原告滞在記
花房恵美子
10月22日午後1時三〇分福岡空港に迎える。手すりにつかまりながら辛そうに歩いてくる朴頭理(パクトゥリ)さんの姿を想像していたのに、意外にも背筋を伸ばし、スタスタと、歩いてこられる。あんなにも具合悪そうだったのにと同行した朴海淑(パク ヘスク)さんに聞くと、日本の裁判に出ることが決まって頑張ったとのこと。医者にも行ったし、栄養注射も打って迷惑をかけないよう健康管理したとのことでした。裁判に出てもたうことは、彼女に無理を強いているのではないかと心配していましたが、生きる支えになっているということを聞いて本当にうてしかった。
23日下関裁判所で朴頭理さんの堂々とした発言と態度。場内の緊張感、すすり泣きの声、そしてなりやまぬ拍手。・・・・・・関釜裁判裁判を支援して3年間、この裁判を支援してきてよかったと心から思った。
「顔も同じ、街並みも同じ。なのにどうして言葉が通じないのか」海淑さんがいなくては、意思疎通のできない朴頭理さんの嘆きに、覚えるよりこぼれるほうが多い粗雑な自分の頭に嫌気がさしてハングルの勉強を放棄したことを悔いた。
大役の本人尋問が終わり、福岡に帰って食事をして、すぐ横になった朴頭理さんはピクリともしないで熟睡していた。窓枠の所に足をかけてほぼ垂直に近い形で寝ておられたのですが、彼女の寝顔は安らかでした。(彼女は足が痛くて、サロンパスをはり、足を上にあげて寝ています。)

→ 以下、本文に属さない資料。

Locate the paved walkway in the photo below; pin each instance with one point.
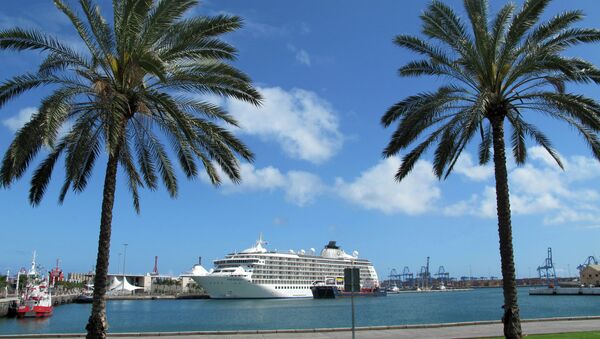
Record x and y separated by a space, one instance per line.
456 330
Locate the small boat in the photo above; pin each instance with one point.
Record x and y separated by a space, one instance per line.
394 289
36 299
87 296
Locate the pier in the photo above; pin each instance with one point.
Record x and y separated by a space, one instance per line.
478 329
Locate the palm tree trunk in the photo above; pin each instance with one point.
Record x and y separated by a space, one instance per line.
97 324
511 320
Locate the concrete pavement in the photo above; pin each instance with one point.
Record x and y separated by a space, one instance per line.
453 330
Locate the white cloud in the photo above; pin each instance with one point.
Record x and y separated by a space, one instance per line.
305 125
541 187
377 189
300 188
16 122
466 167
301 55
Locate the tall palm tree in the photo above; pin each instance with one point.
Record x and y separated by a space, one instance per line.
500 71
137 85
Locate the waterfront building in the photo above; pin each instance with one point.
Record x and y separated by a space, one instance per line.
76 277
590 275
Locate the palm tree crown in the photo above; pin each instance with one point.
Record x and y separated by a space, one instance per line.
501 71
135 87
507 69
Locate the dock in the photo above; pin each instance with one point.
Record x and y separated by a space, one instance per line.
565 291
478 329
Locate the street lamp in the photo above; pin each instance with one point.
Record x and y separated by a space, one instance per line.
124 256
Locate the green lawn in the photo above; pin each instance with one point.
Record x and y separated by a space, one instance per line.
572 335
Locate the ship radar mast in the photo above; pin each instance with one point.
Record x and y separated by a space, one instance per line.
32 270
258 246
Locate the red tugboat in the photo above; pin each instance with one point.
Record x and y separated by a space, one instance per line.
36 299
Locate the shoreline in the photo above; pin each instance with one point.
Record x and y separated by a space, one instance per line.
463 329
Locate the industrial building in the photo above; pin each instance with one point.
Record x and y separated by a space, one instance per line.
590 275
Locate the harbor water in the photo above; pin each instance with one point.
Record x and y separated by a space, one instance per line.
214 315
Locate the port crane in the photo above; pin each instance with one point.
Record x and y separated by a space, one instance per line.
591 260
442 275
407 277
424 276
547 272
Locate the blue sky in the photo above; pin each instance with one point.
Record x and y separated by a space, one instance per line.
327 71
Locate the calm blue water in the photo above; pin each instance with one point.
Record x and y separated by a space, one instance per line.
405 308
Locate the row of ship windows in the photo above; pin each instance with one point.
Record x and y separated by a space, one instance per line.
269 260
282 281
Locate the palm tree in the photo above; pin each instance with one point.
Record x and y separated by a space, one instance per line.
499 72
138 85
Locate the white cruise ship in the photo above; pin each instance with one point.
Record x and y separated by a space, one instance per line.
259 273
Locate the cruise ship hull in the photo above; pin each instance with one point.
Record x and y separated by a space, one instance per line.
227 287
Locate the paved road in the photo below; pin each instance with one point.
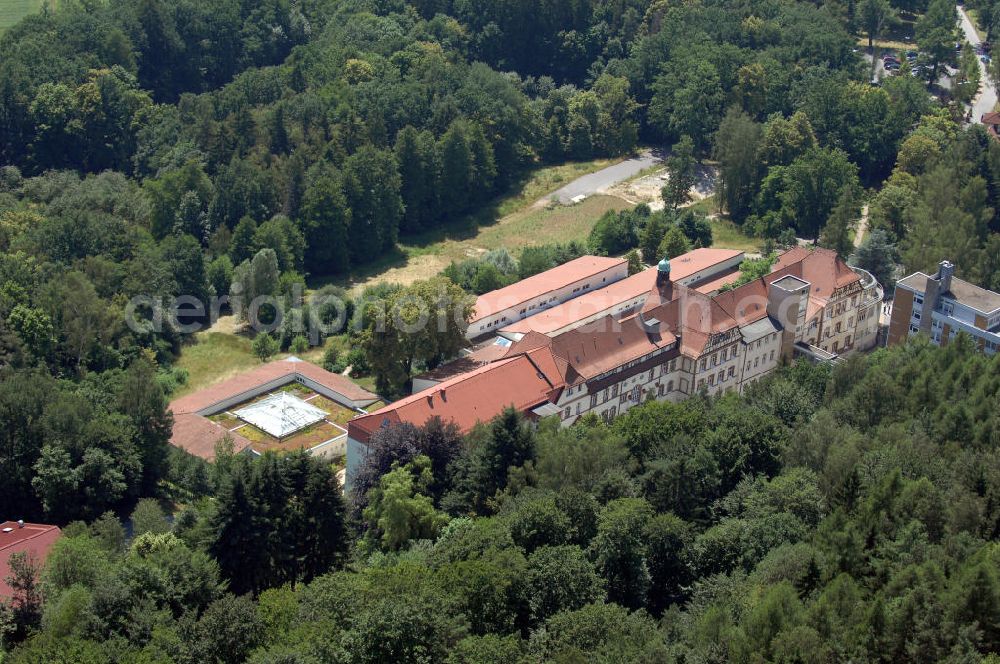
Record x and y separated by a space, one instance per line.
606 177
987 98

戦後責任を問う活動をさせて頂いているとプレゼントのように素晴らしい人達に出会う。その一人が今回の朴頭理さんの通訳兼付添いとして同行来日された朴海淑さんです。彼女は弁護士達が光州千人訴訟の為の聞きとりの時通訳をしてもらった人で、ソウルでの朴頭理さんとの本人尋問の打ち合わせの時もお願いしました。朴頭理は彼女にすっかりうちとけて、子供のように甘えていました。何者にも縛られない感性を磨きながら、自分の意見をしっかり持っている。その為の勉強をし、決して対立を恐れない。そしてヒューマン。15才も年下の朴海淑さんは私にはまぶしかった。